In vitro, Budesonide (1μM–25μM) was used to treat LS180 and Caco-2 intestinal cell lines for 48h–72h. Budesonide induced the expression of MDR1/P-gp in LS180 cells and down-regulated the expression of MDR1/P-gp in Caco-2 cells[5]. Budesonide (0.1–25μM) was co-treated with SARS-CoV-2 (MOI=0.1) in Vero E6 cells for 24 hours. Budesonide significantly reduced the viral titer in Vero E6 cells without affecting cell viability[6].

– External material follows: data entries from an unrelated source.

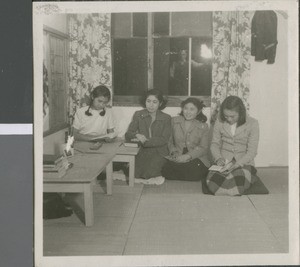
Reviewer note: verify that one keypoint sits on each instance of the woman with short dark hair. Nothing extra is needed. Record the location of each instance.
(234, 147)
(152, 129)
(188, 144)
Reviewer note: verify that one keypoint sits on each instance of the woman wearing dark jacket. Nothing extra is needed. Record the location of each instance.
(152, 128)
(188, 144)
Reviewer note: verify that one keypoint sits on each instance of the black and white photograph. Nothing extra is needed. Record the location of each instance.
(166, 133)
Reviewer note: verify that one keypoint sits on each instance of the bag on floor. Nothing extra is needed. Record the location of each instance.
(54, 207)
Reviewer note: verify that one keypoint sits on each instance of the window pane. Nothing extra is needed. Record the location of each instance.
(140, 24)
(191, 24)
(161, 23)
(179, 66)
(171, 67)
(121, 25)
(201, 66)
(130, 66)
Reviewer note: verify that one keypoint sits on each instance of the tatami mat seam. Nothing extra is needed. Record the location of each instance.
(271, 231)
(133, 217)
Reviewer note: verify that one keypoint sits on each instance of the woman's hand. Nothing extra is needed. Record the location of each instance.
(183, 158)
(142, 138)
(109, 140)
(220, 162)
(174, 155)
(233, 167)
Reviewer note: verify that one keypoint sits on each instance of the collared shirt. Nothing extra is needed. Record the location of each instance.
(242, 145)
(157, 132)
(195, 139)
(94, 124)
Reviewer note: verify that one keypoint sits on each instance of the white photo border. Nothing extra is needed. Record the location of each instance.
(41, 9)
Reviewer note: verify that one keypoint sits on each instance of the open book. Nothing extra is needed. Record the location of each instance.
(132, 143)
(170, 158)
(101, 138)
(221, 169)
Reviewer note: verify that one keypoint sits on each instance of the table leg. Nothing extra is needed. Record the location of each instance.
(131, 161)
(109, 179)
(88, 204)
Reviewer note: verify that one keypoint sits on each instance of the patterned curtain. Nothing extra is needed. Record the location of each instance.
(231, 57)
(90, 57)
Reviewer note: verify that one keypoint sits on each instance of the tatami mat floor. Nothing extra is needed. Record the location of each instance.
(175, 218)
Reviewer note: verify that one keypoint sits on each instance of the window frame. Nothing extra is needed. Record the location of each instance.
(133, 101)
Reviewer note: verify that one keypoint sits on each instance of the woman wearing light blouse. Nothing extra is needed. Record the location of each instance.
(235, 141)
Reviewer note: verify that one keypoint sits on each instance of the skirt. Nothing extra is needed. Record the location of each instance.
(148, 163)
(193, 170)
(235, 183)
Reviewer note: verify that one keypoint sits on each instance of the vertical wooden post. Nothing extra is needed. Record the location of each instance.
(150, 51)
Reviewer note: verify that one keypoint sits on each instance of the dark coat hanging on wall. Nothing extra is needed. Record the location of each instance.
(264, 36)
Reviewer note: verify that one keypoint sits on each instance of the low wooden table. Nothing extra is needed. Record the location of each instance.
(82, 176)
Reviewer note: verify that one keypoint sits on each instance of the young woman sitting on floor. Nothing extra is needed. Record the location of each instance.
(235, 141)
(188, 144)
(96, 120)
(152, 128)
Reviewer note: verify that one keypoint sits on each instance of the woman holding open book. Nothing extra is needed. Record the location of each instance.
(234, 147)
(95, 121)
(152, 129)
(188, 145)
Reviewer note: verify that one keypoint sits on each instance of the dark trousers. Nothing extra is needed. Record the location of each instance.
(193, 170)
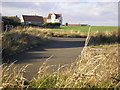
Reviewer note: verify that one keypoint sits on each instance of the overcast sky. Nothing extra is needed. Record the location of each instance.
(89, 11)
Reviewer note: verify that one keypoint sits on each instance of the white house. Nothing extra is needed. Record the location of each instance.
(54, 18)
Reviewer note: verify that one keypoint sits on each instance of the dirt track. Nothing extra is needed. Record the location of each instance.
(64, 51)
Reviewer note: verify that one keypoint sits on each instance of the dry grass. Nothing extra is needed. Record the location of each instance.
(20, 39)
(97, 67)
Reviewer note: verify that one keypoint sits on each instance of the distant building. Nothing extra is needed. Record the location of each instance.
(32, 19)
(54, 18)
(45, 19)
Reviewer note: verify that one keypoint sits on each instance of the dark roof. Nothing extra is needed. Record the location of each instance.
(57, 16)
(32, 18)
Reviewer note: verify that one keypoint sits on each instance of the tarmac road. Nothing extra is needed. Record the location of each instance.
(64, 51)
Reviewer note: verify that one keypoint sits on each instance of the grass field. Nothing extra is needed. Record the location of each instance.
(84, 29)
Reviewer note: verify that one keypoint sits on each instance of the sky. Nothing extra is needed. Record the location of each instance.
(96, 13)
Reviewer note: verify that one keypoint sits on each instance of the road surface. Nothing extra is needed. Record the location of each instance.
(64, 51)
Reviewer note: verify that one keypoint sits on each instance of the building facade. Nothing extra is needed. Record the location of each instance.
(32, 19)
(54, 18)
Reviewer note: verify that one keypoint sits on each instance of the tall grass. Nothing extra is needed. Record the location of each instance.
(20, 39)
(96, 67)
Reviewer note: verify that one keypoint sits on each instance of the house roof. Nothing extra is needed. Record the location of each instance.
(32, 18)
(57, 16)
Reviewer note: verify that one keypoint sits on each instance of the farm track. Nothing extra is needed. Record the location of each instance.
(64, 51)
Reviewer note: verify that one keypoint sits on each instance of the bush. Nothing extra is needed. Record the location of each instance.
(51, 25)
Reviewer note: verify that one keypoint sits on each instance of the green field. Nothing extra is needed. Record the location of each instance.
(85, 28)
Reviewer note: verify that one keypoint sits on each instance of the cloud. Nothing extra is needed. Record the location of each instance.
(72, 12)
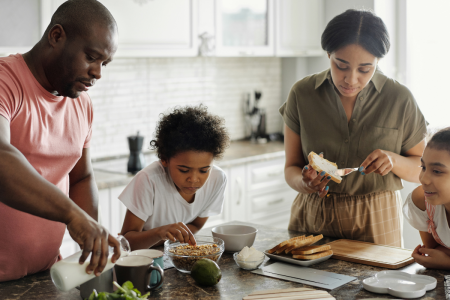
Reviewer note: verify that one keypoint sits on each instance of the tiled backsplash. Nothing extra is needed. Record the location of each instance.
(134, 91)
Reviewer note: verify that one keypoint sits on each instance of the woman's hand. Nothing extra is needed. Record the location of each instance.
(379, 161)
(177, 231)
(436, 259)
(313, 182)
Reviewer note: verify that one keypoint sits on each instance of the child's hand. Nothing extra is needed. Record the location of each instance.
(177, 231)
(436, 259)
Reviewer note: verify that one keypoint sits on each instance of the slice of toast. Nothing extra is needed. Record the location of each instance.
(313, 256)
(306, 242)
(311, 249)
(321, 164)
(283, 243)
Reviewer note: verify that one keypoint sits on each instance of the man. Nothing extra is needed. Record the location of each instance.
(46, 177)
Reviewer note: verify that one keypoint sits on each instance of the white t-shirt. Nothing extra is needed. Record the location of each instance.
(418, 219)
(153, 197)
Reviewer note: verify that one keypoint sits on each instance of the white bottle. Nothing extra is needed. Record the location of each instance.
(68, 273)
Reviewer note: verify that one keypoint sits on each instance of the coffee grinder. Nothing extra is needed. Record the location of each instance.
(136, 161)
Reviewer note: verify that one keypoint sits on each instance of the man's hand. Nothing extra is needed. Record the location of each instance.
(379, 161)
(436, 259)
(92, 237)
(177, 231)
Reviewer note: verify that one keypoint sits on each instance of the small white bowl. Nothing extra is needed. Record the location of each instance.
(248, 265)
(236, 237)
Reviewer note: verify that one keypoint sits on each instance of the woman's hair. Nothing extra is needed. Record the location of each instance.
(440, 140)
(360, 27)
(190, 129)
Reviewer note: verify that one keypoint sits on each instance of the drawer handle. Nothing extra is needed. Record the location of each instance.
(272, 174)
(240, 188)
(275, 201)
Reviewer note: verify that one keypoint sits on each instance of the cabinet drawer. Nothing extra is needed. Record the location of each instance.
(273, 202)
(269, 173)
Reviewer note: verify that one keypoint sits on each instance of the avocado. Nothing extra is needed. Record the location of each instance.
(206, 272)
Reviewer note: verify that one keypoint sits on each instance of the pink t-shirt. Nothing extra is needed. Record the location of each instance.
(51, 132)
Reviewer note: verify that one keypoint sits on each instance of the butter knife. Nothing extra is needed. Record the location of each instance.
(345, 172)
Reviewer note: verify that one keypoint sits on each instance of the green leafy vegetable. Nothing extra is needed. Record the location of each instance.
(124, 292)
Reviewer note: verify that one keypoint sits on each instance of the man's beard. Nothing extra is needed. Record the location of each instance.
(69, 91)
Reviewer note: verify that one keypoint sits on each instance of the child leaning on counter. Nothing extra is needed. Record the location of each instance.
(172, 198)
(427, 208)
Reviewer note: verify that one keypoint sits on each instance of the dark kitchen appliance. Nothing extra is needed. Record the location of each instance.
(136, 161)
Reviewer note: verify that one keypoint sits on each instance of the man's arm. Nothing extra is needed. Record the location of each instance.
(83, 190)
(24, 189)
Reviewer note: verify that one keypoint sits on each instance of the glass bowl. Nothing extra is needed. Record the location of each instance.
(184, 259)
(248, 265)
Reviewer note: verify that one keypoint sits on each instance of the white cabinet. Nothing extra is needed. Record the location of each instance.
(299, 27)
(244, 28)
(257, 193)
(149, 28)
(20, 26)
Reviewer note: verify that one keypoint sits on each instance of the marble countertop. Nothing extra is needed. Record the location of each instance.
(113, 172)
(235, 283)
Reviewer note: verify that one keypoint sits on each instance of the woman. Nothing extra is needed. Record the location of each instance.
(357, 117)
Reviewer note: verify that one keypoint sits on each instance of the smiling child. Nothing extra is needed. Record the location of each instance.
(427, 208)
(172, 198)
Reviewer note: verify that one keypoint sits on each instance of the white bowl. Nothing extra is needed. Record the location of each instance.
(248, 265)
(399, 284)
(236, 237)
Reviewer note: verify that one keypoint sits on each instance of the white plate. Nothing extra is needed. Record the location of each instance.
(300, 262)
(399, 284)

In vivo, Budesonide (10mg/kg/day) was administered daily via oral gavage to female C57BL/6 mice for 5 days. Budesonide significantly increased the mortality rate in Clostridium difficile-infected mice[7]. Budesonide (1mg) combined with Calcitriol (100ng) was administered daily via nebulized inhalation and intraperitoneal injection to asthmatic model BALB/c mice for 8 weeks. Budesonide and Calcitriol synergistically inhibited airway remodeling in asthmatic mice[8].
References:
[1] Olivas I, Cobreros M, Londoño MC, et al. Budesonide in the first line treatment of patients with autoimmune hepatitis. Gastroenterol Hepatol. 2022 Aug-Sep;45(7):561-570.

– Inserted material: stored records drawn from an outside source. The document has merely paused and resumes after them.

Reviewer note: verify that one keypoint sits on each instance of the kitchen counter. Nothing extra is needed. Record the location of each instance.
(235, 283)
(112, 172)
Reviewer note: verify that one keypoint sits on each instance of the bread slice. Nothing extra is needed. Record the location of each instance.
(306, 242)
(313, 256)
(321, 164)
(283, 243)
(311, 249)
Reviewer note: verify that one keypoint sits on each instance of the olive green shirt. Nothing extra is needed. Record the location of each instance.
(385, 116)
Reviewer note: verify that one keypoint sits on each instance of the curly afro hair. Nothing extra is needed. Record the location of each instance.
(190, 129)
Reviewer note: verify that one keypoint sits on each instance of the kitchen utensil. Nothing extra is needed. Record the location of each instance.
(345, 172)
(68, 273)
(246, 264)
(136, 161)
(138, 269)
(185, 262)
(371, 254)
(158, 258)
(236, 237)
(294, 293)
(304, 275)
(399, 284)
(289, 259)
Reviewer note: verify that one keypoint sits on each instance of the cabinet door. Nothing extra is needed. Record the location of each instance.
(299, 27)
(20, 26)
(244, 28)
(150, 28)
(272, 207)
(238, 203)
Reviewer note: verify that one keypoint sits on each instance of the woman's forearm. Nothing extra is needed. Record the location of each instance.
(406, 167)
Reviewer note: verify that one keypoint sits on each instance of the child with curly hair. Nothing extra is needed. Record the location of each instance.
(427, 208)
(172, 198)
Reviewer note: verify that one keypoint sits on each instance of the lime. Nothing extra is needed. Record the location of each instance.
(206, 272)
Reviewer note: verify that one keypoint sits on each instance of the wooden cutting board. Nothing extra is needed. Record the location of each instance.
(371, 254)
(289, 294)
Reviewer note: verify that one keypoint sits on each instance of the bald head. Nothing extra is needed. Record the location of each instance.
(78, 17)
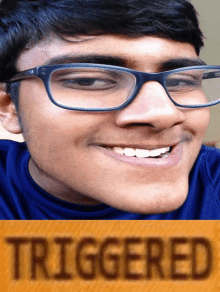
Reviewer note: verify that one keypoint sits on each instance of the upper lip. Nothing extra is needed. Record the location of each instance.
(138, 146)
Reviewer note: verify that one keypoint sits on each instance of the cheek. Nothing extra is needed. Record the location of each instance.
(198, 121)
(47, 125)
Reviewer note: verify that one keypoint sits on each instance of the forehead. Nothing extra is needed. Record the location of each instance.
(137, 53)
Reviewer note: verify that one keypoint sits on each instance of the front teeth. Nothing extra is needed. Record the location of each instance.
(141, 152)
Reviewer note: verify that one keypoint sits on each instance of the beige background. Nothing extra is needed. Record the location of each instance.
(209, 15)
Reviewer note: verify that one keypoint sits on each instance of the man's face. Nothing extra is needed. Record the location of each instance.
(72, 153)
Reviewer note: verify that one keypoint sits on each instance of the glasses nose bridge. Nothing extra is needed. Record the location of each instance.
(158, 77)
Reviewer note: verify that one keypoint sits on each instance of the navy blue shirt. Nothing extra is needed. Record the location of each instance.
(22, 198)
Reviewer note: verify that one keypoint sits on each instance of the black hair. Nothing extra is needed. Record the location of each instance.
(26, 22)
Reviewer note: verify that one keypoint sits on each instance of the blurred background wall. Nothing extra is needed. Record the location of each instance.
(209, 15)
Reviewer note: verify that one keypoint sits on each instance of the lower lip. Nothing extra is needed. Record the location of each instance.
(172, 159)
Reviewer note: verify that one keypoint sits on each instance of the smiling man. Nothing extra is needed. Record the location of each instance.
(113, 103)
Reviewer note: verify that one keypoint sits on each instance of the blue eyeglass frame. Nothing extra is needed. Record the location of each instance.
(44, 73)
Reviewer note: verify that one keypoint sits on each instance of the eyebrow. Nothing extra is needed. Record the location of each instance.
(180, 63)
(173, 63)
(90, 58)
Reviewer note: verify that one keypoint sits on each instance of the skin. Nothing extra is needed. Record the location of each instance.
(65, 159)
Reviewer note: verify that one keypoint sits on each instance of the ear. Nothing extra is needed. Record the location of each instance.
(8, 113)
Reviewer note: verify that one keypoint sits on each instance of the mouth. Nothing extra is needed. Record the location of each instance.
(143, 153)
(153, 157)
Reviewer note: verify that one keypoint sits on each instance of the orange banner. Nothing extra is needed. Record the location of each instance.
(109, 256)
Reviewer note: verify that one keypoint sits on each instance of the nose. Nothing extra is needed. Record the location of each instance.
(151, 107)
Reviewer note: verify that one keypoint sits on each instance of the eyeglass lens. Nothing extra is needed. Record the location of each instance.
(90, 88)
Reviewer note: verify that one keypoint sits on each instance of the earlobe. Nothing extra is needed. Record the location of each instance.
(8, 113)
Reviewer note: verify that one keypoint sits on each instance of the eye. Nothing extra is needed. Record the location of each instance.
(89, 83)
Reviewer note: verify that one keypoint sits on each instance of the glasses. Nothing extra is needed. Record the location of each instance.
(92, 87)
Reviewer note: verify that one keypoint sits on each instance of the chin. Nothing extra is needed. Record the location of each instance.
(155, 201)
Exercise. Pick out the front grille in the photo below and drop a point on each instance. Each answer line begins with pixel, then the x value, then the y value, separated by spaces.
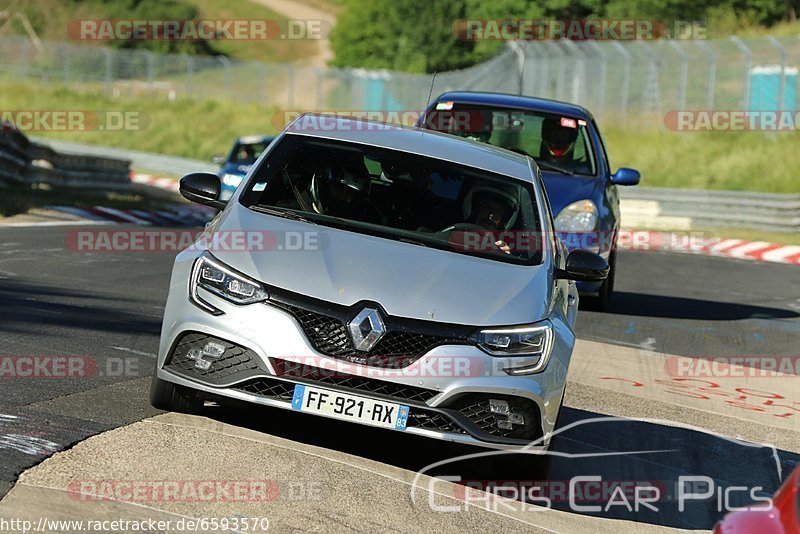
pixel 475 407
pixel 430 420
pixel 268 387
pixel 359 384
pixel 236 363
pixel 396 349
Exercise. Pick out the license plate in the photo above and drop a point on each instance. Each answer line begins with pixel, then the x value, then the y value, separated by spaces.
pixel 350 407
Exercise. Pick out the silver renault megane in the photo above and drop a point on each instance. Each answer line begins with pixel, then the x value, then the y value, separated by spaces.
pixel 381 275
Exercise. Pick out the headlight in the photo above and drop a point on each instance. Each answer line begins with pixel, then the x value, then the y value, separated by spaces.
pixel 532 343
pixel 579 216
pixel 216 277
pixel 232 180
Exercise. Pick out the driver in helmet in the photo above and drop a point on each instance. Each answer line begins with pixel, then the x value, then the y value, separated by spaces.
pixel 340 188
pixel 558 142
pixel 493 209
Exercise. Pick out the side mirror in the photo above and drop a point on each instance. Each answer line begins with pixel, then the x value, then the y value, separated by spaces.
pixel 625 176
pixel 584 266
pixel 203 188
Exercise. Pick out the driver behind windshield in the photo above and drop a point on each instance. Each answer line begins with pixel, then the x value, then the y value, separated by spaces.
pixel 340 188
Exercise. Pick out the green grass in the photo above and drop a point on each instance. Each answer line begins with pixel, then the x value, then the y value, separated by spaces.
pixel 16 199
pixel 748 161
pixel 741 161
pixel 189 128
pixel 51 18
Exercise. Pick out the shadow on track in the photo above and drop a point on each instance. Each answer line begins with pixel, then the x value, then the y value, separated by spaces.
pixel 690 453
pixel 660 306
pixel 34 307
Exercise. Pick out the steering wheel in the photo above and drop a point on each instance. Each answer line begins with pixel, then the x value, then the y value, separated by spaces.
pixel 462 227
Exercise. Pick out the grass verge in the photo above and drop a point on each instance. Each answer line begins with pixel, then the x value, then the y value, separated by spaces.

[2] Grossmann C, Scholz T, Rochel M, et al. Transactivation via the human glucocorticoid and mineralocorticoid receptor by therapeutically used steroids in CV-1 cells: a comparison of their glucocorticoid and mineralocorticoid properties. Eur J Endocrinol. 2004 Sep;151(3):397-406.

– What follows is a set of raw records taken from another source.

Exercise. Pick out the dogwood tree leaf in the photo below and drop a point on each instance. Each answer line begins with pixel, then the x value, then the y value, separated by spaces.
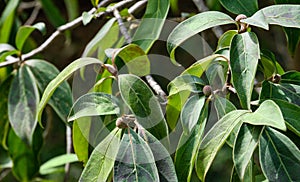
pixel 61 77
pixel 191 113
pixel 102 159
pixel 135 161
pixel 284 15
pixel 23 102
pixel 244 146
pixel 53 164
pixel 214 140
pixel 152 23
pixel 43 72
pixel 279 156
pixel 240 7
pixel 194 25
pixel 244 55
pixel 135 59
pixel 94 104
pixel 268 113
pixel 188 147
pixel 143 103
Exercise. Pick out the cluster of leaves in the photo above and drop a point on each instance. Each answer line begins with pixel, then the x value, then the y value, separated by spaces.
pixel 257 117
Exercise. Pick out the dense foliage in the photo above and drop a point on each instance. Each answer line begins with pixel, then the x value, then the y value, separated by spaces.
pixel 235 102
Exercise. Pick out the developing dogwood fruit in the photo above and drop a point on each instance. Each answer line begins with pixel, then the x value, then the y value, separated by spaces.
pixel 207 90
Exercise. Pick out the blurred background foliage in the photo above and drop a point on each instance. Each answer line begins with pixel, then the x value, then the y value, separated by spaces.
pixel 70 45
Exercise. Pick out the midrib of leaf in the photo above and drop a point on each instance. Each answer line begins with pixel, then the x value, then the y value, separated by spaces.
pixel 278 155
pixel 103 157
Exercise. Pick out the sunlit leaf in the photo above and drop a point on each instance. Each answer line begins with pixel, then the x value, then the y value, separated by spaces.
pixel 244 146
pixel 61 100
pixel 135 161
pixel 51 165
pixel 214 140
pixel 135 59
pixel 283 15
pixel 94 104
pixel 240 7
pixel 66 73
pixel 102 159
pixel 191 113
pixel 188 146
pixel 268 113
pixel 163 160
pixel 279 156
pixel 194 25
pixel 152 23
pixel 244 55
pixel 143 103
pixel 23 101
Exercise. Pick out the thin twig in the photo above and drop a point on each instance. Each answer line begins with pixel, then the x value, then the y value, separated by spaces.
pixel 153 84
pixel 61 29
pixel 202 8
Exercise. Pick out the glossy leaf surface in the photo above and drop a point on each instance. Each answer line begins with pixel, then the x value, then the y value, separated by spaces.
pixel 142 102
pixel 279 156
pixel 283 15
pixel 102 159
pixel 214 140
pixel 94 104
pixel 135 161
pixel 244 55
pixel 22 104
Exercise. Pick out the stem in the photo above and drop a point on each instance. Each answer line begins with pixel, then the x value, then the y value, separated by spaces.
pixel 61 29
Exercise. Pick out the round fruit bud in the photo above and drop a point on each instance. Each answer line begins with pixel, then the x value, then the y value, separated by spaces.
pixel 207 90
pixel 120 123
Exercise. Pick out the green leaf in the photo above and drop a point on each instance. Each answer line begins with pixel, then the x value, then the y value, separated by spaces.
pixel 244 55
pixel 268 113
pixel 102 159
pixel 51 165
pixel 80 134
pixel 185 83
pixel 94 104
pixel 198 68
pixel 279 156
pixel 61 100
pixel 23 101
pixel 214 140
pixel 52 13
pixel 67 72
pixel 152 23
pixel 4 122
pixel 282 15
pixel 24 32
pixel 25 163
pixel 135 59
pixel 143 103
pixel 188 147
pixel 240 7
pixel 7 19
pixel 163 160
pixel 105 38
pixel 292 77
pixel 135 161
pixel 86 18
pixel 223 106
pixel 191 113
pixel 194 25
pixel 284 91
pixel 225 40
pixel 244 146
pixel 291 114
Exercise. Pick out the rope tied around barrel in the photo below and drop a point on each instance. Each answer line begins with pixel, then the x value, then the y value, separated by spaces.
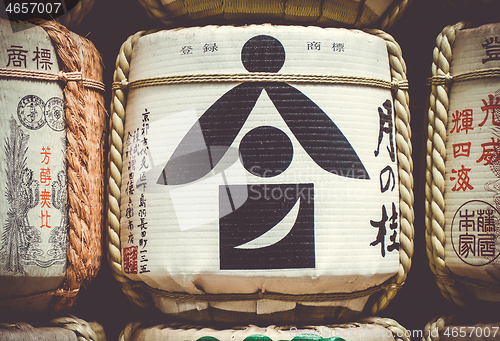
pixel 65 77
pixel 447 79
pixel 394 84
pixel 261 295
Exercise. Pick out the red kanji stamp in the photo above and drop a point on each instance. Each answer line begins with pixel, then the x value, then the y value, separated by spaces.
pixel 130 260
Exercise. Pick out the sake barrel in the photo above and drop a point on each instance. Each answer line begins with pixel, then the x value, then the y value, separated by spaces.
pixel 257 173
pixel 353 13
pixel 462 199
pixel 52 131
pixel 67 328
pixel 459 328
pixel 371 328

[3] Dong L, Zhu YH, Liu DX, et al. Intranasal Application of Budesonide Attenuates Lipopolysaccharide-Induced Acute Lung Injury by Suppressing Nucleotide-Binding Oligomerization Domain-Like Receptor Family, Pyrin Domain-Containing 3 Inflammasome Activation in Mice. J Immunol Res. 2019 Feb 27;2019:7264383.
[4] Pereira MA, Tao L, Liu Y, et al. Modulation by budesonide of DNA methylation and mRNA expression in mouse lung tumors. Int J Cancer. 2007 Mar 1;120(5):1150-3.
[5] Maier A, Zimmermann C, Beglinger C, et al. Effects of budesonide on P-glycoprotein expression in intestinal cell lines. Br J Pharmacol. 2007 Feb;150(3):361-8.
[6] Heinen N, Meister TL, Klöhn M, et al. Antiviral Effect of Budesonide against SARS-CoV-2. Viruses. 2021 Jul 20;13(7):1411.
[7] Lin Q, Li Z, Lu L, et al. Budesonide, an anti-inflammatory drug, exacerbate clostridioides difficile colitis in mice. Biomed Pharmacother. 2023 Nov;167:115489.
[8] Qian J, Xu Y, Yu Z. Budesonide and Calcitriol Synergistically Inhibit Airway Remodeling in Asthmatic Mice. Can Respir J. 2018 May 2;2018:5259240.
Budesonide是一种具有高效局部抗炎作用的糖皮质激素。Budesonide能增强内皮细胞、平滑肌细胞和溶酶体膜的稳定性,抑制免疫反应和降低抗体合成,从而使组胺等过敏活性介质的释放减少和活性降低。Budesonide可用于支气管哮喘、哮喘性慢性支气管炎、过敏性鼻炎、鼻息肉、克隆氏症和溃疡性结肠炎等相关疾病的治疗[1-4]。
在体外,Budesonide(1μM–25μM)处理LS180和Caco-2肠道细胞系48h–72h。Budesonide可诱导LS180细胞的MDR1/P-gp的表达,下调Caco-2细胞中MDR1/P-gp的表达[5]。Budesonide(0.1–25μM)与SARS-CoV-2(MOI=0.1)同时处理Vero E6细胞24小时。Budesonide显著降低Vero E6细胞中病毒滴度,且细胞活力不受影响[6]。
在体内,Budesonide(10mg/kg/day)通过口服灌胃每天给药于C57BL/6雌性小鼠5天。Budesonide显著增加了艰难梭菌感染小鼠的死亡率[7]。Budesonide(1mg)联合Calcitriol(100ng)通过雾化吸入和腹腔注射每天给药于哮喘模型BALB/c小鼠,持续8周。Budesonide和Calcitriol协同抑制了哮喘小鼠的气道重塑[8]。